It has been close to 25 years since I did an interview with Ellis Island in New York. It brings back so many memories for me. My great-grandmother’s cousin, Lazarus Bates, a former principal in Halifax, VA, was included in this interview. For the very first time, he revealed that his grandfather was born into slavery. He witnessed the scars on his grandfather’s back when Lazarus was a small child. These scars were inflicted by his grandfather’s master. Cousin Bates is no longer with us, but he left my family and me with one of the greatest gifts, the story of our ancestors, who were born enslaved.
Behind the scene of the Alexandria Gazette story on “Alexandria African American’s Emancipation Day” – April 7, 1864, dated April 5, 2018.
One of the important figures in the fight for Virginia’s enslaved people was Francis H. Pierpont (Pierpoint). Pierpont was born in 1814 in Monongalia County, Virginia (now part of West Virginia). His
Governor Francis H. Pierpont
political career started around 1840 when he made speeches across western Virginia in behave of Whig presidential nominees. Pierpont was a pro-Union man. His activism won him leadership among other Unionist and antislavery activist.
In April 1861, Virginia voted to secede. This prompted the Unionist western delegations in Virginia to organize the First Wheeling Convention in May 1861. At this meeting, Pierpont promoted the idea of reorganization of the state government. By June 1861, Pierpont was unanimously elected governor of the Restored government of Virginia. Wheeling at that time was considered to be in Virginia. On June 20, 1863, West Virginia became a State and Wheeling became part of West Virginia.
During the Civil War, the Restored Government of Virginia under Pierpont moved their Capitol from West Virginia to Alexandria, Virginia. After moving their Capitol to Alexandria, Pierpont advocated for free schools for freedmen and in 1864 voted to amend the State Constitutional aiming to abolish slavery. On April 7, 1864, the new Constitution was adopted at the Virginia Constitutional Convention abolishing slavery in Union control areas in Virginia. These areas included Northern and Eastern Virginia.
On December 16, 1864, Pierpont recommended that the marriages of former slaves and the children who resulted from them be legitimized by Virginia law. Also Pierpont recommended that a number of laws designed to transition the state to life without slavery. On February 27, 1866, Pierpont recommendation to legalize the marriages of former slaves and the children who resulted from them passed the Virginia General Assemble as the “Cohabitation Act.”
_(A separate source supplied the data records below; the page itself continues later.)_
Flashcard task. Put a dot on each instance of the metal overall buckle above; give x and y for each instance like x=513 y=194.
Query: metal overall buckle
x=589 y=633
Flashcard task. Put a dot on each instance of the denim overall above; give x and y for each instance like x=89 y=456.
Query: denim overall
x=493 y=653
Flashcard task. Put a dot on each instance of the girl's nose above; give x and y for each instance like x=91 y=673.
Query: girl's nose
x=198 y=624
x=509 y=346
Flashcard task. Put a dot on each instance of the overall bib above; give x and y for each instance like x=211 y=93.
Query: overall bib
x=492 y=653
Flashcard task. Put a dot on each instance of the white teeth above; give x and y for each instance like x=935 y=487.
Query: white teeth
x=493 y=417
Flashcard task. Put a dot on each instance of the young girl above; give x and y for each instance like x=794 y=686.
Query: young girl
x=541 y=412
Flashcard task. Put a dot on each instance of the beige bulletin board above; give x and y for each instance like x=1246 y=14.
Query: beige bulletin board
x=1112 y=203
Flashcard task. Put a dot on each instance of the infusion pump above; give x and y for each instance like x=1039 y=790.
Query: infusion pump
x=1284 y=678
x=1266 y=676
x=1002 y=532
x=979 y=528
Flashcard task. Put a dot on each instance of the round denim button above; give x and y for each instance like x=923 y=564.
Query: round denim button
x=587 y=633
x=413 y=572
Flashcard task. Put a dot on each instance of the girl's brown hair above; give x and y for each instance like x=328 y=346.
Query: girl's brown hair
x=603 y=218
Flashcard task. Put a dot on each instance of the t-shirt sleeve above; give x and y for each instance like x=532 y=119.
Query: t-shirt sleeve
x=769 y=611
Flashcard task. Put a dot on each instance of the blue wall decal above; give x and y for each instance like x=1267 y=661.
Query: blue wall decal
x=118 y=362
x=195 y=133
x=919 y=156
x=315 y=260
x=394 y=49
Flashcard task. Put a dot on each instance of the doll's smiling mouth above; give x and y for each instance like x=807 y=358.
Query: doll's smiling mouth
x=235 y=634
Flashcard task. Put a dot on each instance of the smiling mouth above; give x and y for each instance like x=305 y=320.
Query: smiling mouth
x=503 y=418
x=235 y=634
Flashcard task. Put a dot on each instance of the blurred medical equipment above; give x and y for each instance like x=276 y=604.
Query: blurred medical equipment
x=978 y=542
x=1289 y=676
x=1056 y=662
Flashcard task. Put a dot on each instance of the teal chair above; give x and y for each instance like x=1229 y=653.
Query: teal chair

Since 1864, Alexandria African Americans celebrated their Emancipation with parades, conferences and banquets for fifty-years. The Emancipation ceremonies were held at several venues over the fifty-year span which included: Huffs Hall North West and Montgomery Street; Roberts Chapel (Roberts Memorial United Methodist Church); Third Baptist Church; Shiloh Baptist Church – speaker future Congressman John M. Langston; Lannon’s Opera House – speakers Congressman John M. Langston and Frederick Douglass, Jr.; Third Baptist Church; Alexandria’s Fair Grounds; and Odds Fellows.
For all the Descendants of former enslaved people in Alexandria, Virginia, Happy Emancipation Day!